Sunday, November 1st, 2009
ROB BLISS
BY JEANETTE HURT
PHOTOGRAPH BY JOHNNY QUIRIN

ROB BLISS IS GRAND RAPIDS, Michigan’s most famous college student, and his celebrity isn’t related to his musical studies at the city’s community college. Rather, this 21-year-old has garnered attention for his creative, downtown “happenings.” His first event was a public pillow fight last fall. He expected a turnout of 200 people, max. Instead, 1,000 took to the streets. “I think everyone was surprised,” says a very modest Bliss, who still expresses disbelief at being recognized in public.

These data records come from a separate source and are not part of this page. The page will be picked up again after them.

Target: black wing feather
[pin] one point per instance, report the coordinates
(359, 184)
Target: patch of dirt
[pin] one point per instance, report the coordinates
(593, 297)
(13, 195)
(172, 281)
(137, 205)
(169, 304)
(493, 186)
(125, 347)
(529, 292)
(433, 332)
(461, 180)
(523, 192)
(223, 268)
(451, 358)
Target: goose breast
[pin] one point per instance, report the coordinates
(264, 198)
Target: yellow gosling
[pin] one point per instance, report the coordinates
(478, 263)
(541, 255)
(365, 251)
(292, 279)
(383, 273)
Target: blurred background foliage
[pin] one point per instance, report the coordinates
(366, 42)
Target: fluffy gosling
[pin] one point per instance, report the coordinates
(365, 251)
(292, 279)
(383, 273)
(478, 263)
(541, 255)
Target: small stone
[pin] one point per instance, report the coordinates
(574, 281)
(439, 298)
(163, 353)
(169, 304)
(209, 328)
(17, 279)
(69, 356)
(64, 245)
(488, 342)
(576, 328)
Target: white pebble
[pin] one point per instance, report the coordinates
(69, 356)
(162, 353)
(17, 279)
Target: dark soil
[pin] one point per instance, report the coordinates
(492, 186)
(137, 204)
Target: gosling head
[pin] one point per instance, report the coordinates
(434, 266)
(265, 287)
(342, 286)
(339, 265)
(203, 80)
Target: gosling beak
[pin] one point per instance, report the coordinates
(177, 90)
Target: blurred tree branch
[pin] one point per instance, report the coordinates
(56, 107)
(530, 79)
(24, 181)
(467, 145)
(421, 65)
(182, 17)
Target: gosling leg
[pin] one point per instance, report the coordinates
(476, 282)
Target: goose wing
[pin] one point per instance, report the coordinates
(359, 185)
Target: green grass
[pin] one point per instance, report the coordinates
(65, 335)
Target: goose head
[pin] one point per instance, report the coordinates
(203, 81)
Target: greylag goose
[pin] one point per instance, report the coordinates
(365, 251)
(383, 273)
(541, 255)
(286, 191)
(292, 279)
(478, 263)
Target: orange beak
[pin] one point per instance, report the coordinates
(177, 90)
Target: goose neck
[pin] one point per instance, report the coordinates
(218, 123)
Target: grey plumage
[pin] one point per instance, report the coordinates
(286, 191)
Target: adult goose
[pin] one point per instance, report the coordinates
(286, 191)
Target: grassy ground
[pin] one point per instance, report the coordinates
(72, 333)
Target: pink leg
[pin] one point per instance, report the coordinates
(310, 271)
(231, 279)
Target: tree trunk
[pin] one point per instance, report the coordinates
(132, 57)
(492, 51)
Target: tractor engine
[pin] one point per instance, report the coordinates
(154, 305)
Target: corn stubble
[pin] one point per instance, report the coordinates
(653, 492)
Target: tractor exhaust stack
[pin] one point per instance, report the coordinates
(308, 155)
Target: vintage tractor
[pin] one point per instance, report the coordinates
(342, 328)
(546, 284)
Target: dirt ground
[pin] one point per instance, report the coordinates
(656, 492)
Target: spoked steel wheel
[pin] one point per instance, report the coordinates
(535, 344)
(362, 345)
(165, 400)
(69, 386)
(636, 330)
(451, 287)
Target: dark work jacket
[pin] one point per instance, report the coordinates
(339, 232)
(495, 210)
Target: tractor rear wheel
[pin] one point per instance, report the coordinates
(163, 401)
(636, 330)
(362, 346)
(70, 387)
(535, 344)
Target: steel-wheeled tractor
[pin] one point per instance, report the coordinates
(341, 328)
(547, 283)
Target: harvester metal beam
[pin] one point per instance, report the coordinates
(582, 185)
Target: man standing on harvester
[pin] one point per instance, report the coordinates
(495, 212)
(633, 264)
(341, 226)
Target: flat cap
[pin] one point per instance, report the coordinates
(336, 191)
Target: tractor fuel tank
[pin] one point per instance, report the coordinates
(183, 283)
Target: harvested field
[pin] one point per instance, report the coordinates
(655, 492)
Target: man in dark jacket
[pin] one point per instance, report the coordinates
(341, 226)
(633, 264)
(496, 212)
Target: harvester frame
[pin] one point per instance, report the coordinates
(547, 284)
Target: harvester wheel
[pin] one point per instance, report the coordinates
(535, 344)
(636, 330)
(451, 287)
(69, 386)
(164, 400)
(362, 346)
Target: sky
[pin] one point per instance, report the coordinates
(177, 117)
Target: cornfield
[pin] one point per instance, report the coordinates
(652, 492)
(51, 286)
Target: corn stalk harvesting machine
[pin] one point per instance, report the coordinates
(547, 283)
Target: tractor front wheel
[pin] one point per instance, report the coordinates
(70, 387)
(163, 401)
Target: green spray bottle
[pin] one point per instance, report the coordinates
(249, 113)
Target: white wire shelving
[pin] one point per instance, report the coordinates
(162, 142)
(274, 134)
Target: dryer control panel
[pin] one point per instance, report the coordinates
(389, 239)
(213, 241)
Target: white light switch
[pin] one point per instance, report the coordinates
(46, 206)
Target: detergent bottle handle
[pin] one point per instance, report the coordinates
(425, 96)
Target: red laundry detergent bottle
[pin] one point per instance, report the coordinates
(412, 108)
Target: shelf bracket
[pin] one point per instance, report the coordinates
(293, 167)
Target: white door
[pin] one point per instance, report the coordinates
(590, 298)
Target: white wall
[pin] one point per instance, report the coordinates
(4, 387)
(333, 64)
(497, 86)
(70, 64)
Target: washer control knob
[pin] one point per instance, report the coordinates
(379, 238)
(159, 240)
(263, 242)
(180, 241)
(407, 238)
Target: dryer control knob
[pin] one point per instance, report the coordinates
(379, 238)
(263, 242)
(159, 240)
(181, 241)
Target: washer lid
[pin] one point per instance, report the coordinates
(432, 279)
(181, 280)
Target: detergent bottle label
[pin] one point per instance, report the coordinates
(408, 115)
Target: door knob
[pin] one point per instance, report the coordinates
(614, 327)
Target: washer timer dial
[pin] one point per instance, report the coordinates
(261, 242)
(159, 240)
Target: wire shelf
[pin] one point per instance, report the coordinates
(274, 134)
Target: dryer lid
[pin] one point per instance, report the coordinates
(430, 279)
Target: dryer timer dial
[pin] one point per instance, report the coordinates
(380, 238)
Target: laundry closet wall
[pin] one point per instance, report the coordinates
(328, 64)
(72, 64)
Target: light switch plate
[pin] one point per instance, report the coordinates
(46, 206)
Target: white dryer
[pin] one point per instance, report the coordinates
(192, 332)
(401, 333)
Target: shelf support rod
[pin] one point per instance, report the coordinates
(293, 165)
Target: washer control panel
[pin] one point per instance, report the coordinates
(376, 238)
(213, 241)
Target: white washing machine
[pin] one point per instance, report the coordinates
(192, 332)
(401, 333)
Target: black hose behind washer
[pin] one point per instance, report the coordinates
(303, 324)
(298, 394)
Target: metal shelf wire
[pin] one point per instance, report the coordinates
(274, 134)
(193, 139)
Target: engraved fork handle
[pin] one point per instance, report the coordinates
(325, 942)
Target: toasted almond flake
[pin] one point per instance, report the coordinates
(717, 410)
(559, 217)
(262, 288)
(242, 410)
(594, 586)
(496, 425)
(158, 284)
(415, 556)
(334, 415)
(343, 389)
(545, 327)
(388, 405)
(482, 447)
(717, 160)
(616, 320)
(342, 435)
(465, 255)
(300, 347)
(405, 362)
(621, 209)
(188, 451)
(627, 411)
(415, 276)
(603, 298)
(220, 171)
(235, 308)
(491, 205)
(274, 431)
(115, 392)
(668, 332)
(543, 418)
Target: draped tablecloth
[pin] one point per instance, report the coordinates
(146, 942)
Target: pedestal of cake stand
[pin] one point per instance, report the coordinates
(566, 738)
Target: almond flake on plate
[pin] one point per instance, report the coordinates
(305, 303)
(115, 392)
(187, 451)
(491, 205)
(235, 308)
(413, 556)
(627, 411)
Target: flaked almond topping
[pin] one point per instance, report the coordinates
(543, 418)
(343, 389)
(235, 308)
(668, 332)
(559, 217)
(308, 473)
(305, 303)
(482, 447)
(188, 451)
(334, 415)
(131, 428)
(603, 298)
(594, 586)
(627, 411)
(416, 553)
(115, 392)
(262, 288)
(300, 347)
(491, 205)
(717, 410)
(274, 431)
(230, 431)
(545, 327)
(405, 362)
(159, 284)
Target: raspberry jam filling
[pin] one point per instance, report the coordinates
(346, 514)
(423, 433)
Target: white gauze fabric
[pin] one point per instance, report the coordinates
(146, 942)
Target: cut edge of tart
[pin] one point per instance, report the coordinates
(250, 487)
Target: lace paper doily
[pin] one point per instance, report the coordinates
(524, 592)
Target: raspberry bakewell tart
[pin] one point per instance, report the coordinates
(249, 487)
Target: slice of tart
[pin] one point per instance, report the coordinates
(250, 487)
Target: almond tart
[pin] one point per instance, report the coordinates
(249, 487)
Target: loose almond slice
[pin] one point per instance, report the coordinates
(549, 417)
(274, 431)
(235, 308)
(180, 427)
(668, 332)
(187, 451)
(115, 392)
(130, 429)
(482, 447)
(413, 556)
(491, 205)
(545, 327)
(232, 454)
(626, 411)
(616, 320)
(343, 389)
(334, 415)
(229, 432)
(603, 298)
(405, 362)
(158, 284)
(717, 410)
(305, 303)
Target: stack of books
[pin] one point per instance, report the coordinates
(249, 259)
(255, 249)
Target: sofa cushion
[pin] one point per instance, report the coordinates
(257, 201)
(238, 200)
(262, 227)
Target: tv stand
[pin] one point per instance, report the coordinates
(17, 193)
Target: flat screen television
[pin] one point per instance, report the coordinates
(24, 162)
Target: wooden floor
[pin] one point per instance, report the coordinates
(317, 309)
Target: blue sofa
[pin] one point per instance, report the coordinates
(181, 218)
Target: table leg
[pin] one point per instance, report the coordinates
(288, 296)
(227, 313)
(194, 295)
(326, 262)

Since his first art/community gathering, Bliss has organized two “zombie walks” (he had to restage and enlarge the first one after Seattle took away Grand Rapids’ “world’s largest zombie walk attendance” mantle), a Santa brigade, a community chalk-out art event, a water balloon fight with 20,000 water balloons, and his pièce de résistance: a launch of 100,000 colorcoordinated paper airplanes from the high-rise rooftops of downtown buildings, choreographed and synchronized to a song by Icelandic quartet Sigur Rós.
Though Bliss’ staged events— all of which are completely free and designed to be appropriate for all ages—are announced with a post on Facebook, he’s pretty much outgrown that social networking site. With almost 6,000 friends on his “The Rob Bliss Events” page —and one anti-Bliss page started by some green-eyed classmates called “Enough About Rob Bliss, Already”—Bliss’s events have expanded to the point where he is starting his own Web site, robblissevents.com. “I just wanted to do something unique, original … something crazy that doesn’t really happen in Grand Rapids,” Bliss says. “In its most basic form, I wanted to create something fun that I would want to attend.”
Grand Rapids, he says, is just the right size to get the support needed to pull off these events. “I like that we’re doing fun and exciting things, and we’re not feeling like we’re five years behind New York City or Boston,” Bliss says. “If I lived in a bigger city, I don’t think I would have been able to shut down the city’s main street for the paper airplane launch. We’re big enough that people will participate, but we’re not so large a city that our events are disruptive of ongoing activity downtown.”